Maria de Trás-os-Montes, mas bem poderia ser de Lisboa, das Beiras ou do Alentejo, obriga o Estado a muito esforço e em nada contribui para o progresso desta sociedade integrada na Europa dos 27.
Diz-se que o português é triste, pessimista e dado à maledicência, por razões provavelmente antropológicas, e que culpa, invariávelmente, o Estado de um destino que lhe parece fadado para a desgraça e a frustração. Diz-se que é negativo e conformista. Que não compreende tudo o que os seus governantes labutam diáriamente pelo seu bem estar.
Imaginemos, então, uma cidadã
nascida e residente em algum lugarejo, por exemplo, em Trás-os-Montes. Chamemos-lhe
Maria e suponhamos que tem 90 anos. Os dois filhos emigraram há muitos anos para
a América e aquele que ainda vive só vem de muitos em muitos anos a Portugal. Desde
que ficou viúva, nem tudo tem corrido bem, por culpa própria, pois, dada como é
ao pessimismo típicamente português, nada tem feito para triunfar na vida e responder
positivamente aos apelos entusiásticos dos governantes no sentido de modernizar
as mentalidades e mudar comportamentos.
Não sabia, apesar dos esforços da diligente Administração Pública, que toda a sua situação fiscal se encontra na internet (nem sabe o que isso é, pasme-se!...) e que o defunto estava atrasado na declaração de IRS. Com a desculpa de que é quase analfabeta e mais o glaucoma, não sabe que já não há impressos do imposto de selo e do IMI, os quais, aliás, também nunca soube ao certo o que eram.
Não faz ideia de como identificar os bens móveis e imóveis que tem, mais os do filho sobrevivo e os dos netos nascidos do outro filho, nem entende o que é de quem tendo em conta o regime de bens em que se casara. Fica apática quando um vizinho lhe diz que tem de apresentar licenças de construção e de utilização e certidões prediais nas finanças.
Não faz habilitação de herdeiros, mesmo quando lhe dizem que é necessária. Não entende porque lhe escrevem cartas com coimas por irregularidades diversas que cometeu por não tratar de todas aquelas coisas que não entende, porque não atribui significado às palavras constantes das notificações, como, aliás, não atribui a nenhuma das outras palavras que, sem que soubesse, eram tão importantes na sua nova vida de viúva, com 90 anos, quase cega.

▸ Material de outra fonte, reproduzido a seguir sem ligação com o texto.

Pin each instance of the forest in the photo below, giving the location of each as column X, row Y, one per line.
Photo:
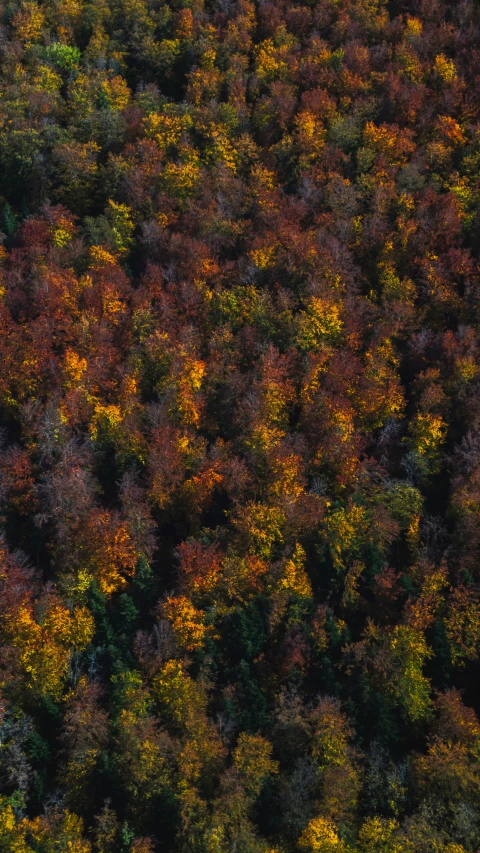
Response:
column 240, row 426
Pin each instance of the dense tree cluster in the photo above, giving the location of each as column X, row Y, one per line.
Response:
column 240, row 409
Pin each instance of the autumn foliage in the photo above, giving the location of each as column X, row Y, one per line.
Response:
column 240, row 426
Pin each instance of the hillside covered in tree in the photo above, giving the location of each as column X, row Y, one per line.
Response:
column 240, row 426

Maria não imagina, sequer, que tipo de deveres tem, pois a sua debilitada memória
vagueia pelo tempo em que a Casa do Povo e a Estação dos Correios eram o único sinal
de um país para lá da aldeia.
O seu pessimismo leva-a, portanto,
a não dar valor a expressões como “velhos são os trapos”, o que demonstra, à sociedade,
que pertence a uma geração derrotada e distante dos benefícios da modernidade.
Num belo dia, entra-lhe em
casa a justa penhora que, como é próprio de uma sociedade democrática, se aplica
a todos os contribuintes incumpridores, sem distinção de sexo, idade, condição social
ou lugar de nascimento. “Dura lex, sed lex”.
Maria ficará desamparada por
perder a casa, a courela, as ovelhas? Não! O Estado reserva-lhe, sem dúvida, algum
lar da Segurança Social para que tenha tecto e sopa. Ou talvez não reserve, mas
a culpa foi dela que tentou fugir aos seus deveres de cidadã. O que esperava? E
o filho que está na América, não podia ter dado uma ajuda? Não sabia o que estava
a acontecer?!?... Não emigrasse...
Maria não pertence a uma minoria,
nem a um bairro problemático. Não pode trocar a barraca por uma casa, pois nunca
roubou ou invadiu propriedade alheia e, por isso, não tem direito a uma discriminação
social positiva. Maria não vota. Maria não paga. Maria vale menos do que o chocalho
distante no pasto morno de Agosto.
Maria de Trás-os-Montes, mas
bem poderia ser de Lisboa, das Beiras ou do Alentejo, obriga o Estado a muito esforço
e em nada contribui para o progresso desta sociedade integrada na Europa dos 27.
Ela, Maria, representa bem o português pessimista, derrotista, que culpa o destino
ou o Governo, em vez de olhar para as suas próprias incapacidades.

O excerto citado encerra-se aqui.